Une petite promenade sur ce site: http://www.zoomrang.com/lagrangefleuve.htm
permet de découvrir l'une de ces artistes qui ne passe pas sur les ondes
"Je humais les fleurs dans la cour, et lorsque je me suis relevé, j'ai inspiré profondément et tout mon sang s'est rué à mon cerveau et je me suis retrouvé mort sur le dos dans l'herbe. Apparemment je m'étais évanoui ou j'étais mort, pendant soixante secondes environ. Mon voisin m'avait vu mais il avait pensé que je m'étais simplement jeté soudain sur l'herbe pour jouir du soleil. Durant cet intemporel moment d'inconscience, je vis l'éternité d'or. Je vis les cieux. Il ne s'y était jamais rien passé, les événements d'il y a un million d'années étaient tout aussi fantomatiques et insaisissables que les événements de maintenant ou de dans un million d'années, ou que les événements des dix prochaines minutes. C'était parfait, la solitude, le vide d'or. Une-Chose-Ou-Une-Autre, quelque chose de sûrement humble. Un silence parfaitement immuable résonnait avec ravissement. Il n'était pas question d'être vivant ou de ne pas être vivant, il n'était pas question de goûts et de dégoûts, de près ou de loin, pas question de don ou de gratitude, pas question de pitié ou de jugement, ou de souffrance ou de son contraire ou de quoi que ce soit d'autre. C'était la matrice même, la solitude même, Alya Vijnana, l'abondance universelle, le Grand Trésor Libre, la Grande Victoire, l'achèvement infini, la joyeuse essence mystérieuse des Dispositions. Cela semblait n'être qu'un sourire épanoui, qu'une adoration adorable, qu'une charité gracieuse et adorable, sécurité éternelle, rafraîchissant après-midi, roses, cendre d'or immatérielle scintillante et infinie, l'Âge d'Or. Ce qui était « d'or » venait du soleil dans mes paupières, et « l'éternité » de ma soudaine et immédiate prise de conscience, tandis que je me réveillais, que je venais d'être là d'où tout vient et où tout retourne, le permanent Ainsi, qui donc jamais ne va ni ne vient; c'est pourquoi je l'appelle l'éternité d'or mais vous pouvez l'appeler comme bon vous semble. En revenant à la conscience, je fus terriblement navré d'avoir un corps et un esprit, comprenant soudain que je n'avais pas même un corps et un esprit et que rien n'était jamais arrivé et que tout est bien à jamais et à jamais et à jamais. O merci, merci, merci."

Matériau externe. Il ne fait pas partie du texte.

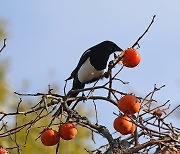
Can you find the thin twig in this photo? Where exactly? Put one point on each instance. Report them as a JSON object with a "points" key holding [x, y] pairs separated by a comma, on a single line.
{"points": [[136, 43], [4, 45]]}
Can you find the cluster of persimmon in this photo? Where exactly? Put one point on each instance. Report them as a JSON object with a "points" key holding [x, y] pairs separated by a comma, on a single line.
{"points": [[128, 104], [50, 137]]}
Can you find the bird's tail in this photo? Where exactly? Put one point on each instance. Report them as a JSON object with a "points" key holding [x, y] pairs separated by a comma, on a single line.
{"points": [[76, 85]]}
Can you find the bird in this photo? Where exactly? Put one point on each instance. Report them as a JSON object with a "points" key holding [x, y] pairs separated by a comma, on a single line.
{"points": [[91, 67]]}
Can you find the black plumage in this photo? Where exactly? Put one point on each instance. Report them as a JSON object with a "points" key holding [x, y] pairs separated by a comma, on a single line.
{"points": [[91, 66]]}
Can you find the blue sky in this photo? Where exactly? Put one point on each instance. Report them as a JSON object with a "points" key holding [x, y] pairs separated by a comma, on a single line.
{"points": [[46, 39]]}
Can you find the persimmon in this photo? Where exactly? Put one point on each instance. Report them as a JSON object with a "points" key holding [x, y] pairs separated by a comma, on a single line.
{"points": [[124, 125], [131, 58], [50, 137], [3, 150], [158, 113], [67, 131], [129, 104]]}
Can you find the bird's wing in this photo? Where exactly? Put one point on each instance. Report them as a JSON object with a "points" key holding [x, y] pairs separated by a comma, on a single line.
{"points": [[83, 58]]}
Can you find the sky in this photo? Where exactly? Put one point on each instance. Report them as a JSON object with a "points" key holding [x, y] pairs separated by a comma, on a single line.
{"points": [[46, 39]]}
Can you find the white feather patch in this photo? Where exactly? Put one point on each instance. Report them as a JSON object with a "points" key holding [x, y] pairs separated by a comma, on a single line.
{"points": [[87, 72]]}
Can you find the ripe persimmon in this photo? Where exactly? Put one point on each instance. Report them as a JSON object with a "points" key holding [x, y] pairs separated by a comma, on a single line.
{"points": [[131, 58], [3, 150], [50, 137], [67, 131], [124, 125], [129, 104]]}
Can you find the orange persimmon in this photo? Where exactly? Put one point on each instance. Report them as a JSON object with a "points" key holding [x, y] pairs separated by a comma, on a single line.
{"points": [[129, 104]]}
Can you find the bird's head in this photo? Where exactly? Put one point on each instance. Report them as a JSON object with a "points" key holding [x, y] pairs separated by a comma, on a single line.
{"points": [[110, 47]]}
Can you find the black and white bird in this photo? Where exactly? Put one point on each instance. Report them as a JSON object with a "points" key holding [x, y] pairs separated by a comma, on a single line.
{"points": [[91, 66]]}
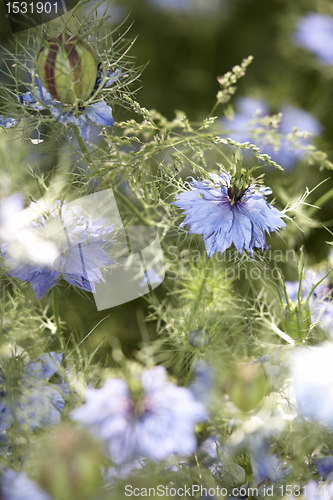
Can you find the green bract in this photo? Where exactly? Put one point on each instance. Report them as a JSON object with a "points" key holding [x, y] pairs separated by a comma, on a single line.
{"points": [[67, 68], [297, 320]]}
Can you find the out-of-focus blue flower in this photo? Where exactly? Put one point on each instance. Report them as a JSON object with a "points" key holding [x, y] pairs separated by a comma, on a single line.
{"points": [[324, 466], [315, 32], [8, 122], [250, 111], [226, 215], [315, 491], [150, 417], [98, 114], [312, 382], [33, 401], [17, 486], [81, 253]]}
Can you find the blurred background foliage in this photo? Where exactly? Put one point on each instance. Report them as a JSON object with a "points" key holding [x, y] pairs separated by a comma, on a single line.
{"points": [[184, 45]]}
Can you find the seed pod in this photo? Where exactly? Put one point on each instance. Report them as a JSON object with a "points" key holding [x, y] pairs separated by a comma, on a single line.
{"points": [[67, 68], [297, 320]]}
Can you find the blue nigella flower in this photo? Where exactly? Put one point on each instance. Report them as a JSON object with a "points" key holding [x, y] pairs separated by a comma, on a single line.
{"points": [[318, 491], [250, 111], [28, 398], [226, 214], [97, 114], [81, 246], [324, 466], [315, 32], [17, 486], [148, 416]]}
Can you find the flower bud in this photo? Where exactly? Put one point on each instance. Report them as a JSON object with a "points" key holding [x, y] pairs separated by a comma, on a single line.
{"points": [[67, 68], [297, 320], [199, 338]]}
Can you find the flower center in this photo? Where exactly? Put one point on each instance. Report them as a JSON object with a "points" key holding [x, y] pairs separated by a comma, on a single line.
{"points": [[239, 184]]}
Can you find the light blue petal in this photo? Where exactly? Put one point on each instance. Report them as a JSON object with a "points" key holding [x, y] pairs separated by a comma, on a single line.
{"points": [[100, 113]]}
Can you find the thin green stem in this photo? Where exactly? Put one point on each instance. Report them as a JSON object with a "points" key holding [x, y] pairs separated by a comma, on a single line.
{"points": [[134, 209], [84, 150], [201, 290], [56, 311], [323, 199]]}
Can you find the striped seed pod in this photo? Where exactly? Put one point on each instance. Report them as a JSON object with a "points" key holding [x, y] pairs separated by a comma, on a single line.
{"points": [[67, 68]]}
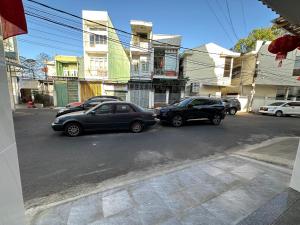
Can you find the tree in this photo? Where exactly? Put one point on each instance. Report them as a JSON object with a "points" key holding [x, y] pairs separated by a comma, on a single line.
{"points": [[265, 34], [35, 66]]}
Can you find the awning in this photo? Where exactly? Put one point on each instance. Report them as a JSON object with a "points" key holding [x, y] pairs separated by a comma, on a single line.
{"points": [[283, 23]]}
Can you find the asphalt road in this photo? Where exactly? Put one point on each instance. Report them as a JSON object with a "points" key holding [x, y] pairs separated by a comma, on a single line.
{"points": [[51, 162]]}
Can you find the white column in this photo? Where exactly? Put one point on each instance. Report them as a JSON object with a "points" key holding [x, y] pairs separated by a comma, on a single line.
{"points": [[295, 181], [167, 95], [182, 93], [11, 199]]}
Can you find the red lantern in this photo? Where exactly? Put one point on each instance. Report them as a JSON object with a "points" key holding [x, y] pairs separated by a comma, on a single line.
{"points": [[282, 45]]}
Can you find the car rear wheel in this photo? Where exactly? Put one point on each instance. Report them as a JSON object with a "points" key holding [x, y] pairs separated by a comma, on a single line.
{"points": [[73, 129], [136, 127], [216, 120], [278, 113], [232, 111], [177, 121]]}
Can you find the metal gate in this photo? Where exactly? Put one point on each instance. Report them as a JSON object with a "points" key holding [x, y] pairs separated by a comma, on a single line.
{"points": [[139, 94], [61, 93]]}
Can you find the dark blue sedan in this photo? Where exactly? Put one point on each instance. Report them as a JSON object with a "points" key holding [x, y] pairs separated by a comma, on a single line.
{"points": [[105, 116]]}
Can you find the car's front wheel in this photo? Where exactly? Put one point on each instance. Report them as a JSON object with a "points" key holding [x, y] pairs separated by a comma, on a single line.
{"points": [[278, 113], [216, 120], [177, 121], [73, 129], [136, 127], [232, 111]]}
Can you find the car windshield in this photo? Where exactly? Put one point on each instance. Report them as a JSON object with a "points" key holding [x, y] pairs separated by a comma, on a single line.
{"points": [[184, 102], [93, 108], [277, 104]]}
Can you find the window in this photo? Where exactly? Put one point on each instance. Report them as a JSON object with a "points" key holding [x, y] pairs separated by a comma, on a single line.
{"points": [[296, 71], [124, 108], [236, 72], [197, 102], [144, 65], [101, 28], [96, 39], [105, 109], [98, 63], [294, 103], [227, 66]]}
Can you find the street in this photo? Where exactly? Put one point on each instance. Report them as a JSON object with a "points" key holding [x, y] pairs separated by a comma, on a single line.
{"points": [[51, 162]]}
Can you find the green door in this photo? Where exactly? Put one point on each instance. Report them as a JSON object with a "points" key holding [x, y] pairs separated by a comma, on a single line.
{"points": [[61, 93], [72, 91]]}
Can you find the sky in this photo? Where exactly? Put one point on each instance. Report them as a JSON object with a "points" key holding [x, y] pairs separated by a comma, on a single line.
{"points": [[197, 21]]}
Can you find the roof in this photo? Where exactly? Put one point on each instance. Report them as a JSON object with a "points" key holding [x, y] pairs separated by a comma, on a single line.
{"points": [[66, 59], [283, 23], [212, 48]]}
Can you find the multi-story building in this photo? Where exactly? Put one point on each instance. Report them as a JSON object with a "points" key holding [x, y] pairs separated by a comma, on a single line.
{"points": [[141, 68], [65, 72], [168, 84], [208, 69], [106, 63], [13, 68], [154, 74], [257, 76]]}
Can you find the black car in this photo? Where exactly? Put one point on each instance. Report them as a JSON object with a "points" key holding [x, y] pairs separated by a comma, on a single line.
{"points": [[232, 105], [85, 106], [106, 116], [192, 108]]}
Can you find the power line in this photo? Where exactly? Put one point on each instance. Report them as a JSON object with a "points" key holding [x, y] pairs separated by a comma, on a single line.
{"points": [[218, 20], [116, 29], [231, 24], [111, 39], [243, 15]]}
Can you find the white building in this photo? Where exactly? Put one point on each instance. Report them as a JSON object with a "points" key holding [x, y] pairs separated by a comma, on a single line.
{"points": [[208, 69], [154, 74]]}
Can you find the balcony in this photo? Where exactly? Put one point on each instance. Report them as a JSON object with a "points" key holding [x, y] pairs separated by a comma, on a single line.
{"points": [[97, 48], [165, 74], [139, 47]]}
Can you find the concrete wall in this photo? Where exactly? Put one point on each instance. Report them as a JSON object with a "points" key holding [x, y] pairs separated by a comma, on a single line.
{"points": [[11, 200], [269, 72]]}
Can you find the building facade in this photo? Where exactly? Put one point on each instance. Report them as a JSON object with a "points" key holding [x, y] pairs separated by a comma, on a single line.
{"points": [[257, 76], [106, 62], [154, 69], [65, 71], [208, 69]]}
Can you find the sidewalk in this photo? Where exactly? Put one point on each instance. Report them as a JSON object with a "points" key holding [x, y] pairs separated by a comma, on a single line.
{"points": [[219, 191], [282, 151]]}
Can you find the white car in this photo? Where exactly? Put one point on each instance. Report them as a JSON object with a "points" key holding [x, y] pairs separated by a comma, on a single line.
{"points": [[281, 108]]}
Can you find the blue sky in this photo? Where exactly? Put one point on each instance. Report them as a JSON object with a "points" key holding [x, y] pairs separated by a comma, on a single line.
{"points": [[195, 20]]}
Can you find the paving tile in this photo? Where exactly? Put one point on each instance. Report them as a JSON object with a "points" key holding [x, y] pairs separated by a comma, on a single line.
{"points": [[230, 179], [167, 183], [55, 216], [202, 192], [153, 213], [172, 221], [211, 170], [86, 210], [178, 201], [199, 216], [228, 163], [116, 203], [248, 171], [225, 210], [144, 193], [270, 212], [129, 217], [291, 216]]}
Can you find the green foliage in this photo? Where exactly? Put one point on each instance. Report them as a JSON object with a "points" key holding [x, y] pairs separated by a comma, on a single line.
{"points": [[265, 34]]}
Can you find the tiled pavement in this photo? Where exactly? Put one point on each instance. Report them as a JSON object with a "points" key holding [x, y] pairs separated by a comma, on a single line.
{"points": [[228, 190]]}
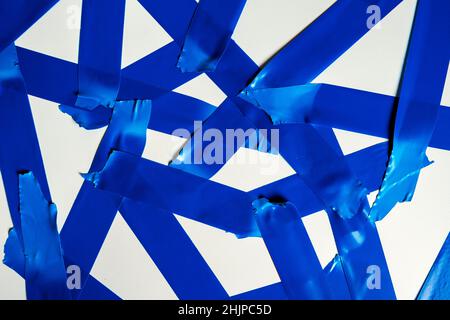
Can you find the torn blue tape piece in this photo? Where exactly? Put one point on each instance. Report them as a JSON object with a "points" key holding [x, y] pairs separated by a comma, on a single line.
{"points": [[291, 250], [323, 170], [100, 52], [94, 210], [305, 57], [367, 164], [420, 96], [334, 106], [341, 108], [173, 252], [209, 34], [93, 119], [176, 191], [19, 150], [17, 16], [437, 283], [42, 259]]}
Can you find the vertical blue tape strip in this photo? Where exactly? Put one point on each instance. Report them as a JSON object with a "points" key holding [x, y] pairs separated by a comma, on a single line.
{"points": [[100, 52], [18, 15], [208, 35], [420, 95], [93, 210], [437, 283], [40, 256]]}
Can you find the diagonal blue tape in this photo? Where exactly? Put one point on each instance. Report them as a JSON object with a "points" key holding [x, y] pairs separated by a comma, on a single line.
{"points": [[420, 96], [209, 34]]}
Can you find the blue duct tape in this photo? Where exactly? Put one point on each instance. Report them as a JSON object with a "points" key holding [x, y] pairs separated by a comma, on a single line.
{"points": [[209, 34], [420, 95], [337, 107], [305, 57], [173, 252], [94, 210], [17, 129], [437, 283], [100, 52], [323, 170], [176, 191], [291, 250], [18, 15], [39, 258]]}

Une petite promenade sur ce site: http://www.zoomrang.com/lagrangefleuve.htm
permet de découvrir l'une de ces artistes qui ne passe pas sur les ondes
cieletbaie- Messages : 11
Date d'inscription : 29/02/2008
Re: poètes anonymes
Magnifique texte, et pas forcément inattendu venant de cet écrivain des grands espaces. Merci beaucoup cieletbaie.
Re: poètes anonymes
Merci cieletbaie pour ce beau texte. Qui me donne envie d'en ressortir un autre que j'avais consigné dans ma mémoire. J'étais tombé sur ces mots il y a quelque temps, dans le quotidien local La Liberté du 25.4.07, sous la plume de François Gachoud:
Belle description d’un instant d’éveil, chez quelqu'un qui ne se paye pas de mots.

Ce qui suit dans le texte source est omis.